- Host country: South Africa
- Date: December 13–21, 2010
- Motto: "Let's Defeat Imperialism, for a World of Peace, Solidarity and Social Transformation!"
- Cities: Pretoria
- Participants: 15,000, from 126 countries
- Follows: 16th World Festival of Youth and Students
- Precedes: 18th World Festival of Youth and Students

= 17th World Festival of Youth and Students =

2010 youth festival in Pretoria, South Africa

The 17th World Festival of Youth and Students (WFYS) was an event that was opened on December 13, 2010 in the South African capital of Pretoria and was organized by the World Federation of Democratic Youth (WFDY). The festival attracted 15,000 people from close to 130 countries and was held under the slogan, "Let's Defeat Imperialism, for a World of Peace, Solidarity and Social Transformation!". It was the second time that an edition of the WFYS has been held in Africa, with the other being in Algeria in 2001.
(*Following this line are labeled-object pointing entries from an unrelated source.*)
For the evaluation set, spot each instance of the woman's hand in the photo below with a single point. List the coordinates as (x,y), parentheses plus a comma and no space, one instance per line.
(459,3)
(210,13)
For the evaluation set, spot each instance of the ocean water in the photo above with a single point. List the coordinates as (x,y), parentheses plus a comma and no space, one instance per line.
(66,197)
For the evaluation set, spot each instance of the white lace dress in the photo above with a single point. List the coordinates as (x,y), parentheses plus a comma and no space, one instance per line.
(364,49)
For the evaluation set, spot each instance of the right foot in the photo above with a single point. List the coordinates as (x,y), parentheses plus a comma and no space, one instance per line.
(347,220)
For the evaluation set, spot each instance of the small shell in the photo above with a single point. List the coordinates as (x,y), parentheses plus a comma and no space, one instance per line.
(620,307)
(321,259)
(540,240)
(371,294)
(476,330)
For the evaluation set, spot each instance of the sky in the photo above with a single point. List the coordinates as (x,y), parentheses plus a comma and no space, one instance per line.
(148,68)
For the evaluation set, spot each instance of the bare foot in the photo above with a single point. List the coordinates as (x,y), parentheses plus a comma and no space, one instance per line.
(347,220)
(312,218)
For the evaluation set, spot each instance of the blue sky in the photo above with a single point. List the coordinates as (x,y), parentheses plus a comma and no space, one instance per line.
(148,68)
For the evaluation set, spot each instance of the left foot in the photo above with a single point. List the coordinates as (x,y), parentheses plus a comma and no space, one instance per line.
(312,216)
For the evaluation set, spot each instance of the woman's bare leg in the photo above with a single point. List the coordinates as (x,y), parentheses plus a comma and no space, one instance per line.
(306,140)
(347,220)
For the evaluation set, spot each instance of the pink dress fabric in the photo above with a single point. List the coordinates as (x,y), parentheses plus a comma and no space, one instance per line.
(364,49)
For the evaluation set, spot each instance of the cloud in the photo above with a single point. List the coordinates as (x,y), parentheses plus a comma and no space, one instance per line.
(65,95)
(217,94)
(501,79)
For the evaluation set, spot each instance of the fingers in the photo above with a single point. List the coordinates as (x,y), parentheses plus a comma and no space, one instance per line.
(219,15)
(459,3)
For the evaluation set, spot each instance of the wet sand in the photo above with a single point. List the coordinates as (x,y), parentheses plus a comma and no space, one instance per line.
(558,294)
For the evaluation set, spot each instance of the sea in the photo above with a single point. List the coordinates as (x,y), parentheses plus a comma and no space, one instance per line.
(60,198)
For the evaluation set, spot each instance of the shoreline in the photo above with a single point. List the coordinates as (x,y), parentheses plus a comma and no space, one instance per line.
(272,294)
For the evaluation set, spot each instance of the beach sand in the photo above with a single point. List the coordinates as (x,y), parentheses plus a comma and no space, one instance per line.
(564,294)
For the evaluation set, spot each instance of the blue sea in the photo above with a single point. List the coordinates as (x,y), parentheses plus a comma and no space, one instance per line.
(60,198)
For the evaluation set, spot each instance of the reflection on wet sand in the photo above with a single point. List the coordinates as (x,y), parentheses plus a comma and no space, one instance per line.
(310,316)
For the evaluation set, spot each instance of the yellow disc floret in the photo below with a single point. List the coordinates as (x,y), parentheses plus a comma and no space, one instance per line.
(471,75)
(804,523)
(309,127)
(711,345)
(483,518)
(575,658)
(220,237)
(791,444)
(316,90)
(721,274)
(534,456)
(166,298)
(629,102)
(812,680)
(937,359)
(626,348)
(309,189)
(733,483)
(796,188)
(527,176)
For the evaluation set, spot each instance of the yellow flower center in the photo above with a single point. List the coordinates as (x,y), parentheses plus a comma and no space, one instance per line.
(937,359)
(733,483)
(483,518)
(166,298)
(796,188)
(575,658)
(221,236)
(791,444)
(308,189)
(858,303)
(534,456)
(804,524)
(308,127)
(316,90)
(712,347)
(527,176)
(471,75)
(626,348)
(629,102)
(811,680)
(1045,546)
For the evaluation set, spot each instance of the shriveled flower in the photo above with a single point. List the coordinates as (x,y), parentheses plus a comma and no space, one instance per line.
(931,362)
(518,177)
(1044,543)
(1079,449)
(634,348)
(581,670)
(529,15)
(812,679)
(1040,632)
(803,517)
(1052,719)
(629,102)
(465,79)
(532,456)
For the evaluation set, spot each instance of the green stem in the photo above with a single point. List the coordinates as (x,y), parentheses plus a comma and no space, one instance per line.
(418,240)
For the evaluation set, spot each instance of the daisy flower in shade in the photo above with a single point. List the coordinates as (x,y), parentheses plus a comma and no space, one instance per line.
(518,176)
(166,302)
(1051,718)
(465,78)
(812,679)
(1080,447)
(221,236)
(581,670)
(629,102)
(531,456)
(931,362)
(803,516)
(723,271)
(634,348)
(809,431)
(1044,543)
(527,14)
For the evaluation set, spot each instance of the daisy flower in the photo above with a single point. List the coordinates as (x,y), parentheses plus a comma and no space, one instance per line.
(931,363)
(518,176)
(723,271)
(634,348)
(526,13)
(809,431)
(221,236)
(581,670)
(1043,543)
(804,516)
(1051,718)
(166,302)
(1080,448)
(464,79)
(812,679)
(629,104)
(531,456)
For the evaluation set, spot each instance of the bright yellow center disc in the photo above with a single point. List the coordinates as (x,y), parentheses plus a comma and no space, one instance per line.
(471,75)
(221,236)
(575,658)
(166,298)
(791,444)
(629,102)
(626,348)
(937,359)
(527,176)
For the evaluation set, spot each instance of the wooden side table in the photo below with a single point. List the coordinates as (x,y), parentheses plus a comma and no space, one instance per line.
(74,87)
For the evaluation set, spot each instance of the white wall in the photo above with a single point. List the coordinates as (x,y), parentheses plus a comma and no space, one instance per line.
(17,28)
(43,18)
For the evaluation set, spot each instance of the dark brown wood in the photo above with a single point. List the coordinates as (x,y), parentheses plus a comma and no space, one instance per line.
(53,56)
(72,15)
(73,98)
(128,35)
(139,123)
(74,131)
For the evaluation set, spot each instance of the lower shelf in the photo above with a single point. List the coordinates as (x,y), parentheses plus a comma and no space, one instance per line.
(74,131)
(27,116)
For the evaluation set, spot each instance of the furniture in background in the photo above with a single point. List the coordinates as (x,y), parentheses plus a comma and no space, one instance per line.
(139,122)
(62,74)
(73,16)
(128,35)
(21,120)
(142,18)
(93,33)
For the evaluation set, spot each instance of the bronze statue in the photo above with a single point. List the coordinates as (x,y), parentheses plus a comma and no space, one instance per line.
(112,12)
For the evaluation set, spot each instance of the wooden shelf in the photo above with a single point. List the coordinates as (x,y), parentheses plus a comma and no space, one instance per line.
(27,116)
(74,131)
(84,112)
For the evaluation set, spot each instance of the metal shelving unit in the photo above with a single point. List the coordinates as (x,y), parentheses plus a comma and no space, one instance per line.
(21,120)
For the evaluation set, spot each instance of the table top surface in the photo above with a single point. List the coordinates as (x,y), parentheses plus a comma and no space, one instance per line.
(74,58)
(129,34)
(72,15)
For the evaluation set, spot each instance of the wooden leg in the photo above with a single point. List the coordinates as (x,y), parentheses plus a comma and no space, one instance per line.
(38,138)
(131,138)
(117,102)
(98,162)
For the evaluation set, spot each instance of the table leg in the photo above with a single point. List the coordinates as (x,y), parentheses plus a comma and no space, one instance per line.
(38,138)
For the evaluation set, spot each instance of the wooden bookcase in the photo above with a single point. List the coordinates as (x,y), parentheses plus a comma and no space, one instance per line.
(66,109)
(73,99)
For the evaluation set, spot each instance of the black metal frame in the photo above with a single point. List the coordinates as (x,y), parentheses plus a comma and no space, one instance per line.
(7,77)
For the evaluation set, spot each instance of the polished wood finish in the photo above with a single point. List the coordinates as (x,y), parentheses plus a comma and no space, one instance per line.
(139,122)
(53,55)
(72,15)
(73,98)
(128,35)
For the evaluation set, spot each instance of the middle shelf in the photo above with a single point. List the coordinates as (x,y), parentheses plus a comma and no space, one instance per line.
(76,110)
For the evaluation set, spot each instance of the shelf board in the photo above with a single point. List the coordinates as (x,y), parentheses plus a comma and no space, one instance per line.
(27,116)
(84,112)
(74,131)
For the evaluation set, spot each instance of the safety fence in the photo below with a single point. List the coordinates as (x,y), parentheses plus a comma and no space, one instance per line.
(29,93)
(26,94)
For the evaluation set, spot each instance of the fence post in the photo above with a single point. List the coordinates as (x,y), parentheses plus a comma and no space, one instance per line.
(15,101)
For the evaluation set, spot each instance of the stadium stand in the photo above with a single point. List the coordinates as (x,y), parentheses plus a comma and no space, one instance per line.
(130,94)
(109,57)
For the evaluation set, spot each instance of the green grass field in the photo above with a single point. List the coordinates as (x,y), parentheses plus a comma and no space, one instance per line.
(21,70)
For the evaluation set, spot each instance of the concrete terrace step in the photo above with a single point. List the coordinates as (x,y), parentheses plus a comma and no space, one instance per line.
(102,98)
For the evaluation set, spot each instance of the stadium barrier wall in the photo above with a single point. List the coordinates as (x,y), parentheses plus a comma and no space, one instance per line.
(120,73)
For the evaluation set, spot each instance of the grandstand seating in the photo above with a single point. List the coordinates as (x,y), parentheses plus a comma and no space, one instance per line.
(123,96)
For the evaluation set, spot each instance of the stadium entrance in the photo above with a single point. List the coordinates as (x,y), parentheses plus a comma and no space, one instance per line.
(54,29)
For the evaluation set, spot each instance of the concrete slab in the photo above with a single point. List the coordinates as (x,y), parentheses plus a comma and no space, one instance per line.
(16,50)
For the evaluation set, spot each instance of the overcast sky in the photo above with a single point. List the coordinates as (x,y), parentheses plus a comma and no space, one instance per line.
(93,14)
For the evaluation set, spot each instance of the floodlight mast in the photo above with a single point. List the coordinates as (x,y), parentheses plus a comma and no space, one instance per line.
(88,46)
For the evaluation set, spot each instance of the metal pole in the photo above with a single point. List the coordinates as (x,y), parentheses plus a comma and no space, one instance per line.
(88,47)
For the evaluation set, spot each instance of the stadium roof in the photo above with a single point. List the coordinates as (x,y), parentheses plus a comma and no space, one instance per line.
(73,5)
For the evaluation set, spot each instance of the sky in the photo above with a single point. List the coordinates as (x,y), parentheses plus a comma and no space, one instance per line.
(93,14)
Some media reported that the festival organisers originally claimed that the festival would cost R370 million, but in reality the festival was organised by the National Youth Development Agency (NYDA), whose annual budget was R370 million at the time. The organisers were able to secure R69 million of funding, even after a gift from the South African National Lottery of R40 million. The true cost of the festival was later revealed to have been around R100 million. This included R24.5 million for travel and accommodation, R29.9 million for catering, and R9.4 million for entertainment. Delegates were originally going to be housed at Nasrec in Johannesburg, and transported daily to the festival venue in Pretoria 80km away, but given the shortage of funds the organisers eventually relented and housed the delegates at the Tshwane University in Pretoria, saving itself R100 million in the process. The National Lottery gift caused an outcry in South Africa, and the festival was called a "bash" and an "expensive jamboree" by critics.

The opening ceremony was held at the Moses Moripe Stadium in Pretoria, and delegates were addressed by among others the then-president of South Africa, Jacob Zuma, whose speech focused on the value of education as a solution for the world's problems. A procession of delegations in national costume, chanting and carrying posters and banners also marched around the stadium. Some of the activities included discussion groups about various topics, concerts in the evenings, and group visits to monuments. There was a daily festival newsletter called Festival News. The bulk of the activities took place at the Tshwane Events Centre. There were 19 sessions every day (seminars, workshops and conferences).

On one of the days, the proceedings were interrupted by hundreds of COPE members arriving in buses who believed that part of the venue was reserved for a conference of their own. They eventually left again. During the first three days of the festival, there were complaints of disorganisation, lack of communication and food not being provided. Some catering companies refused to serve meals, claiming that organisers have refused to pay invoices amounting to millions of rands. A number prominent speakers did not arrive.